# fitting for show



## Brink4 (Apr 29, 2013)

My daughters fair is next week and I was wandering what people use on their market wethers to fluff the hair below the knee to give it the full appearance? And where can you buy the products?


----------



## farmgirl631 (May 3, 2013)

I was wondering that also! What does it do when you fluff up the legs?


----------



## Little-Bits-N-Pieces (Apr 7, 2013)

Well I'm not sure what they use to do it, someone else will help with that. But they do it to make them look bigger boned.


----------



## Dani-1995 (Mar 11, 2011)

An adhesive spray in used. I use clear dairy adhesive and then comb up until it sticks without bending. Then use a blocking blade to shape the hair. After the show you have to use some type of adhesive removal oil to get it out or the hair might fall out. It gives the illusion of bigger bones and a lot of time a more finished pretty look


----------



## Brink4 (Apr 29, 2013)

Where do you get the adhesive spray Dani?


----------



## Dani-1995 (Mar 11, 2011)

I bought mine at tractor supply but you can order it from sullivans supply and I'm sure other show stores would have it


----------



## enchantedgoats (Jun 2, 2013)

You can also use a heavy duty hairspray, which is easier to remove than the adhesive. That is what we used to use on cows before the spray adhesive came out, and i like it better because everything sticks to the spray adhesive.


----------



## farmgirl631 (May 3, 2013)

enchantedgoats said:


> You can also use a heavy duty hairspray, which is easier to remove than the adhesive. That is what we used to use on cows before the spray adhesive came out, and i like it better because everything sticks to the spray adhesive.

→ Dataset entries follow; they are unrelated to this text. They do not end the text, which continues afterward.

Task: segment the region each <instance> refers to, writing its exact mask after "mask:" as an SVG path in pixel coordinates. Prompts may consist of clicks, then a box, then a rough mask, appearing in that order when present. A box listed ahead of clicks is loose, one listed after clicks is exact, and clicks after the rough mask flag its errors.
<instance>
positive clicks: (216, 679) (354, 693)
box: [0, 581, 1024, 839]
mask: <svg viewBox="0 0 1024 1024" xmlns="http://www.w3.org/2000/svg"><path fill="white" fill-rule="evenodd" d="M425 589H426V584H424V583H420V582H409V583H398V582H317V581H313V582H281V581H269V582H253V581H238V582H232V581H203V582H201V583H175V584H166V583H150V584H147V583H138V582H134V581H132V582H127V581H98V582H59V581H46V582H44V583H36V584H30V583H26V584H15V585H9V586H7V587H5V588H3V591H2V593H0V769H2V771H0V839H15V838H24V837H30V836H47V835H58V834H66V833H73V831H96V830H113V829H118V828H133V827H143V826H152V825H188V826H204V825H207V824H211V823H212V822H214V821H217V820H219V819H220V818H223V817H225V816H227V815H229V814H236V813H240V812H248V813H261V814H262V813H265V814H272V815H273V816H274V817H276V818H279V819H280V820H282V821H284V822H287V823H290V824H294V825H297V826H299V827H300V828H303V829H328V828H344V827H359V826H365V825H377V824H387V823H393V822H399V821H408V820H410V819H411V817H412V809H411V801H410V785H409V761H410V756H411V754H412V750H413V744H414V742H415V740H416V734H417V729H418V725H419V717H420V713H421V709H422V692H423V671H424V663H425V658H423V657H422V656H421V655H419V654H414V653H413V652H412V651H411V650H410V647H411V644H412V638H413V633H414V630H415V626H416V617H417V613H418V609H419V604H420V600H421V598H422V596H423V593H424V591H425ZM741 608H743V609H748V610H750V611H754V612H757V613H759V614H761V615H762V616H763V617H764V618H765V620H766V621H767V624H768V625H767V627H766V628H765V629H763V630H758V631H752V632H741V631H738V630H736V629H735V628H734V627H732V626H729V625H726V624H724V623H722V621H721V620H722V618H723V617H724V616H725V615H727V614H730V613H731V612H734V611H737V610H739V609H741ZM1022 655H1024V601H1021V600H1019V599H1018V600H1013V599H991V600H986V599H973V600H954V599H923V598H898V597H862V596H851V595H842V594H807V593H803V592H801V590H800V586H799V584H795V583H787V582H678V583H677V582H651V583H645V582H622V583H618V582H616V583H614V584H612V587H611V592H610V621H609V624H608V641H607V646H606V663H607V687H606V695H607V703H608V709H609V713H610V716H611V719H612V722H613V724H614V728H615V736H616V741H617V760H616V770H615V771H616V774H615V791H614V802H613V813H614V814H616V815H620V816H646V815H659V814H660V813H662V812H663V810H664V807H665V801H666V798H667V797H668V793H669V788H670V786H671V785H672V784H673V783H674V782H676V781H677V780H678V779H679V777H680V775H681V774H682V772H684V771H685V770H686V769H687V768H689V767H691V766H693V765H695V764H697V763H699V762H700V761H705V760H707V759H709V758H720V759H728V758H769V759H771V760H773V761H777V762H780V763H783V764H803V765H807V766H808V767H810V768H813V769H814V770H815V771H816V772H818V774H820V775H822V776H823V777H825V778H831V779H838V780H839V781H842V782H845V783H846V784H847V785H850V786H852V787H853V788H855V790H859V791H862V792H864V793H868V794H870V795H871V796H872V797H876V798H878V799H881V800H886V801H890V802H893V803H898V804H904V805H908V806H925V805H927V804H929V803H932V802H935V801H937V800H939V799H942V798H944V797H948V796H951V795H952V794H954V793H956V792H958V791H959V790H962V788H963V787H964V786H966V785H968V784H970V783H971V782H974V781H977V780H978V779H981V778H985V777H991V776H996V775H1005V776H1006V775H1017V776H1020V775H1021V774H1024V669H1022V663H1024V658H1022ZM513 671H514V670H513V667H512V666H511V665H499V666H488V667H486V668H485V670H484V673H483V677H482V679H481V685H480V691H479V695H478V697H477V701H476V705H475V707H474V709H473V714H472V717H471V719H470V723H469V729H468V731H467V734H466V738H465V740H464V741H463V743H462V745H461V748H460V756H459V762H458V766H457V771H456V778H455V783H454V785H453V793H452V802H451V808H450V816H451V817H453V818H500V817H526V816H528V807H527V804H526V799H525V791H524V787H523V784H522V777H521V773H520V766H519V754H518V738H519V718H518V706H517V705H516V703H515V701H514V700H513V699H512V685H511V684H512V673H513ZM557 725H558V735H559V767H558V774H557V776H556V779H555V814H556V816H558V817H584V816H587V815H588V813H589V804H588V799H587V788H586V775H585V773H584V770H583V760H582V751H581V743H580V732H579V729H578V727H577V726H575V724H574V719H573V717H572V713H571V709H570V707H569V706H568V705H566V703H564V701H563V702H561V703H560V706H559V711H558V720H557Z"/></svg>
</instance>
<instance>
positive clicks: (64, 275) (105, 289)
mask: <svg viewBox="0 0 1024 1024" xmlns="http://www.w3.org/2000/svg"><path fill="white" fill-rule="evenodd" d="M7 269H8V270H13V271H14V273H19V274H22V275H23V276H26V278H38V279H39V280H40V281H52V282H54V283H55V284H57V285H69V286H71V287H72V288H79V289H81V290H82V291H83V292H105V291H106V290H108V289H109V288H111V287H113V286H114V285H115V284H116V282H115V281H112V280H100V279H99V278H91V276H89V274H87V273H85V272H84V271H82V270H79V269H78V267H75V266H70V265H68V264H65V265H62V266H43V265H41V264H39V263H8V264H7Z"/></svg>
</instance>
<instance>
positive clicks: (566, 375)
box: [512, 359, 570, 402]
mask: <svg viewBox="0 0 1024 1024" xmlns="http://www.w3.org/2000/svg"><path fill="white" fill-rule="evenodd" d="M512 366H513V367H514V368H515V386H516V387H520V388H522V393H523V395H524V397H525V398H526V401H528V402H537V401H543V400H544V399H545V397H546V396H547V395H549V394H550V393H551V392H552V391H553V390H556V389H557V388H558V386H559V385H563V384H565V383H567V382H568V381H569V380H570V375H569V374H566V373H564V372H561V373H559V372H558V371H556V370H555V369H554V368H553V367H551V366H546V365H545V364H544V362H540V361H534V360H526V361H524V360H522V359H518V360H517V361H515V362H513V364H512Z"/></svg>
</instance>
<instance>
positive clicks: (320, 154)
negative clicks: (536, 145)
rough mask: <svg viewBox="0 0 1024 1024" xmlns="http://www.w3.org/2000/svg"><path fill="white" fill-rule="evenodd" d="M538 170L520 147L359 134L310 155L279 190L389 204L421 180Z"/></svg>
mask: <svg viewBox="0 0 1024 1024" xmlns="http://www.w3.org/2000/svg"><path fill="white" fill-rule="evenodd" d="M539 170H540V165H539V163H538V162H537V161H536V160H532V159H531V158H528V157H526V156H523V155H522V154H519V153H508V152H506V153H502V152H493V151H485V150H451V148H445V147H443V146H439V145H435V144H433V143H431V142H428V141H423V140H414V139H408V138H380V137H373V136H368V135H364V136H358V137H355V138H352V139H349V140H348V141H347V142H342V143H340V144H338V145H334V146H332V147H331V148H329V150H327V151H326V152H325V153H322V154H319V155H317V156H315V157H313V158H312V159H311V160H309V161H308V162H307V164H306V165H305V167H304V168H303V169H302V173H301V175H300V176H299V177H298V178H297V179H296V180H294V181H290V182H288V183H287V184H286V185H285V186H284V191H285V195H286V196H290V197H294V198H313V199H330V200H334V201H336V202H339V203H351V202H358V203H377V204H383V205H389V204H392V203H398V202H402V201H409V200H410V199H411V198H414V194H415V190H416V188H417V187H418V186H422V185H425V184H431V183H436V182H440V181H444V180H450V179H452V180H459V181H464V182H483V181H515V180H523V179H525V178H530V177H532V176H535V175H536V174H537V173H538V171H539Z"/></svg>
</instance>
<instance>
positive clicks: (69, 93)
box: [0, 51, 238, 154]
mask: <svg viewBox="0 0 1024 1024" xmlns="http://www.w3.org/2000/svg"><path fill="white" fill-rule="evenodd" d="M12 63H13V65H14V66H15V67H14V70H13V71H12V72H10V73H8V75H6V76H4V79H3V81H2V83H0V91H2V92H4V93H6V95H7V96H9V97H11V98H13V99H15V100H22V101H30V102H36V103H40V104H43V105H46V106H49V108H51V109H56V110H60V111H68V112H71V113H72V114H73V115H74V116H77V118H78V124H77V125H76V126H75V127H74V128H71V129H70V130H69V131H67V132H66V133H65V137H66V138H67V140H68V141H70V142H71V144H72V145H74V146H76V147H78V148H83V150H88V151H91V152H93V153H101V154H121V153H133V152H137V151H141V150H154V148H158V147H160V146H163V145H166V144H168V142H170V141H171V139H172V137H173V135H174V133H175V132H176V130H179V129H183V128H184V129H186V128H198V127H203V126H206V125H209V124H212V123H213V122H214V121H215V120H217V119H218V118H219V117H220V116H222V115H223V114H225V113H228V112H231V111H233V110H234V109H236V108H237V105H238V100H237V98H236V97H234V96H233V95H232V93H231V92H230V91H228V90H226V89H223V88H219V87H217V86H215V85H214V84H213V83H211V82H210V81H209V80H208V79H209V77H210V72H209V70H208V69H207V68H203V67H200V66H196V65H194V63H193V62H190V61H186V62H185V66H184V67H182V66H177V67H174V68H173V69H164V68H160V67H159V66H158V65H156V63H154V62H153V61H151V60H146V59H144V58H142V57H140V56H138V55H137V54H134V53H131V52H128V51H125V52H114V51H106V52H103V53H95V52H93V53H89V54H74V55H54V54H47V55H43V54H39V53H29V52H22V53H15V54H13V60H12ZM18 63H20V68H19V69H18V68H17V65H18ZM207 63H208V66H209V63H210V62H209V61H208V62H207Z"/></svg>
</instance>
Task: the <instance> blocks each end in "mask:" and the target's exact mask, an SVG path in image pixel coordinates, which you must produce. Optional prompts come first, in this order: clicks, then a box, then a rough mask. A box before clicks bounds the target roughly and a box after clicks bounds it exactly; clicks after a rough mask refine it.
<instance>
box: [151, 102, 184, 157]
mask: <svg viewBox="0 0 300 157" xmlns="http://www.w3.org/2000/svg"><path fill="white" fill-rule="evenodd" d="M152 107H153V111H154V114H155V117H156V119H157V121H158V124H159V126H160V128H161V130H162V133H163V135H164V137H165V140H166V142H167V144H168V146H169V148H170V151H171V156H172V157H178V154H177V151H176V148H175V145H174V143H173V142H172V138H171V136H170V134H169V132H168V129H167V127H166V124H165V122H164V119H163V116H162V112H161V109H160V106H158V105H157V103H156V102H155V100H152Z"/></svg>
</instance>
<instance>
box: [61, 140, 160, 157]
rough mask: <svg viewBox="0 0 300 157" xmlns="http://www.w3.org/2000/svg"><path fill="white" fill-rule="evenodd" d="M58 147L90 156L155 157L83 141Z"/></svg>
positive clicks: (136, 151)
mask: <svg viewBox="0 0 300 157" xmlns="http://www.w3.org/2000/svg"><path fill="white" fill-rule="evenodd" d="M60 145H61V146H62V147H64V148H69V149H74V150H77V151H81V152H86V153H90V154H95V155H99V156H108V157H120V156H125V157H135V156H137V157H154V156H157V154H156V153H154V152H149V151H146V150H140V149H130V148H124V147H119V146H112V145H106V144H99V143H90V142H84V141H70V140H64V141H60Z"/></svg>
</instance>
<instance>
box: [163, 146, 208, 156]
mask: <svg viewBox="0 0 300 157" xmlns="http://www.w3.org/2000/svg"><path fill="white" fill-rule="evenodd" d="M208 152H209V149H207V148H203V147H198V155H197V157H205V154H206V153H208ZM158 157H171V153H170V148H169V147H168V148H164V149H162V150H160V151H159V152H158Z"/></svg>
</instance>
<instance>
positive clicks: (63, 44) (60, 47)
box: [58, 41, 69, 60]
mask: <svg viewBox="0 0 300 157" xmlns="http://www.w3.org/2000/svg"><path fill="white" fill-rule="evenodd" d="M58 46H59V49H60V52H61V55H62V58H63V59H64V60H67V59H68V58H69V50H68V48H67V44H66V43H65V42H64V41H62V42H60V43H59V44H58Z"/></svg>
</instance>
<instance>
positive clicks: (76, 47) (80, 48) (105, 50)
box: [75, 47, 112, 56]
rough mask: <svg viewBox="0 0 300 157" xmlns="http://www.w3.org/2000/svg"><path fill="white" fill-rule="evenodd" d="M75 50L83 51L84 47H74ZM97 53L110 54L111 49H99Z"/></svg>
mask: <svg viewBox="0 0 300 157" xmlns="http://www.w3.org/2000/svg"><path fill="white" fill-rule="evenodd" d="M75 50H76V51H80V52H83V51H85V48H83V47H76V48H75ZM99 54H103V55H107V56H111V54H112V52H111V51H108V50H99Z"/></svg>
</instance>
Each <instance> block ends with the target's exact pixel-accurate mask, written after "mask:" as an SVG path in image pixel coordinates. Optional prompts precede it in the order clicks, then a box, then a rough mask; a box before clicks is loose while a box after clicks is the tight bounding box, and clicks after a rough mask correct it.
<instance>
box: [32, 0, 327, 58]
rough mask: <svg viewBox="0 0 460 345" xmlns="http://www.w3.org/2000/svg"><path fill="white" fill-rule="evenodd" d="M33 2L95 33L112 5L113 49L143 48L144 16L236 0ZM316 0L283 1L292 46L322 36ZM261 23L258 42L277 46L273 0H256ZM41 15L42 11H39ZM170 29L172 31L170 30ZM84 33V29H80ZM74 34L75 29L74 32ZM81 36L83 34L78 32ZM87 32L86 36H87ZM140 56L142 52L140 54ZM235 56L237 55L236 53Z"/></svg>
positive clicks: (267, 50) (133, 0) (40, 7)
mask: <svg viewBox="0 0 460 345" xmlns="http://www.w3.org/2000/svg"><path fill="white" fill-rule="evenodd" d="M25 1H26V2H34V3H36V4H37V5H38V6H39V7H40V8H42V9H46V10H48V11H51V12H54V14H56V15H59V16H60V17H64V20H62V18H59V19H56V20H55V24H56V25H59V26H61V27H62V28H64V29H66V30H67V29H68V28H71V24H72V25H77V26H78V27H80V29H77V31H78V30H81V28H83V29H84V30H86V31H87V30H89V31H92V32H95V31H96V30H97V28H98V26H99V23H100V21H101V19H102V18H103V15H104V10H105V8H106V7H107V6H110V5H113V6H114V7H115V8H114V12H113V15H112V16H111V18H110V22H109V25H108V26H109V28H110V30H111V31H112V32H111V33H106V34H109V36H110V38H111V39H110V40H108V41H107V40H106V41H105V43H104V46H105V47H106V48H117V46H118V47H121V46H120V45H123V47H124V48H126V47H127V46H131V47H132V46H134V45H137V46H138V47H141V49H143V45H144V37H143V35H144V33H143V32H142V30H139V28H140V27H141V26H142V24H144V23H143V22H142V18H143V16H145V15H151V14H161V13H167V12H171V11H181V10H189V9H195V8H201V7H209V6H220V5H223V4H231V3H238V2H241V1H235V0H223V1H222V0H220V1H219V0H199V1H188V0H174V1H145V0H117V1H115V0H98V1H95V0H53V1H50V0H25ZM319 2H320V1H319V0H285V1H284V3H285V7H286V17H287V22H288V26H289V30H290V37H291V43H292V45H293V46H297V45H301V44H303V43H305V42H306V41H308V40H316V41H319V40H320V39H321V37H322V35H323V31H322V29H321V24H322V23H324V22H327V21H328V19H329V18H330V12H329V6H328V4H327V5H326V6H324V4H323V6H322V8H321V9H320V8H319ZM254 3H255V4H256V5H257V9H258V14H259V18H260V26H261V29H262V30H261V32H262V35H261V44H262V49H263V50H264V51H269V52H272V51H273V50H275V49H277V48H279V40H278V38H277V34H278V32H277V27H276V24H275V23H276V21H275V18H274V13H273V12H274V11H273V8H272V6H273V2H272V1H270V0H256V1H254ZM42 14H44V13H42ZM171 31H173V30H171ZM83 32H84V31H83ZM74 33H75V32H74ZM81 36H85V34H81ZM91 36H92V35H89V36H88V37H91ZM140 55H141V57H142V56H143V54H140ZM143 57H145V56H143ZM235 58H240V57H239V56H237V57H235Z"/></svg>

When you use hairspray do you just wash it out? Or do you have to use adhesive remover?


----------



## Little-Bits-N-Pieces (Apr 7, 2013)

Just wash the hair spray out like you would on your hair


----------



## goatgirlzCA (Mar 9, 2011)

We use hair spray also, and we don't take it out after, it just wears off like on people. The adhesives do work better I think, but they are more expensive and not as easily obtainable!

Also, if you use the blower and blow the hair up before you spray it, it works better.


----------



## hscottom87 (Mar 21, 2013)

Do they do this on boer does?


----------



## Little-Bits-N-Pieces (Apr 7, 2013)

Yes^^ they do not do it on dairy goats, only the boers, and other meat breeds.


----------



## Dani-1995 (Mar 11, 2011)

hscottom87 said:


> Do they do this on boer does?


Not so much the does. Its more for wethers and maybe wether does and bucks for big sales


----------



## Brink4 (Apr 29, 2013)

Ok I purchased winners brand pro foam grooming mousse today. Hope it works! Not sure if it has to be washed out right after show because it does not say.


----------



## farmgirl631 (May 3, 2013)

Brink4 said:


> Ok I purchased winners brand pro foam grooming mousse today. Hope it works! Not sure if it has to be washed out right after show because it does not say.


Let us know how it works I am looking at a mousse but I don't know how well the mousse will stick. So let us know how it works!


----------



## Brink4 (Apr 29, 2013)

farmgirl631 said:


> Let us know how it works I am looking at a mousse but I don't know how well the mousse will stick. So let us know how it works!


I will let you know. Lets keep our fingers crossed.


----------